Jetzt überlegte er, wo sie mit der Ausbildung beginnen sollten. Am liebsten wäre er sogleich nach Cornwall gezogen, aber die wehrhaften Monster dort würden einem Anfänger doch erhebliche Probleme bereiten, selbst einem so begabten Jungen wie Lancelot. Eigentlich wäre die Ebene von Salisbury ein geeigneter Anfang, doch dort wimmelte es nur so von jüngeren Kriegern aus Camelot. Es bestand also Gefahr, das ein übereifriger Wichtigtuer dem Rat der Waffenmeister meldet, das ein Sir Heradon einen Troll ausbildet. Das würde unvermeidlichen Ärger nach sich ziehen. Ryan Connor wußte zunächst auch keinen Rat, doch dann hellte sich seine Miene plötzlich auf.
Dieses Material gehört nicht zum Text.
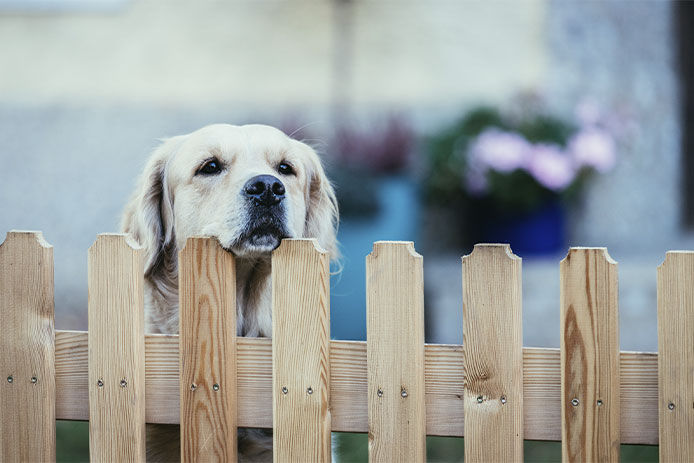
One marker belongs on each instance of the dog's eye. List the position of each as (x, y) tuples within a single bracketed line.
[(210, 167), (285, 168)]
"Cedric, ein Troll ist schon etwas auffällig. Es sei denn, er würde von einer Person begleitet, von dem alle Welt weiß, das sie mit allen möglichem Viehzeugs umläuft und das wäre in Albion..."
"...ein Theurg!" ergänzte Cedric. Er begann zu erahnen, was Ryan vorhatte und es behagte ihm überhaupt nicht.
"Cedricus, der große Theurg und sein einmaliges Tier! So eine Robe steht dir sicher gut zu deinen grauen Haaren" flachste Ryan," und ich kann dir auch schnell einen hübschen Theurgenstab schnitzen!"
Sein Freund verzog das Gesicht und murmelte etwas über die "verfluchten Weiberröcke des Magiergesindels", aber dann fügte er sich in sein Schicksal. Es traf sich hervorragend, das Emily noch über eine Robe verfügte, die ein Kunde nicht abgeholt hatte. Cedric zwängte sich hinein, und unter dem Lachen von Emily, Ryan und Lancelot mußte er im Damensitz sein Pferd besteigen.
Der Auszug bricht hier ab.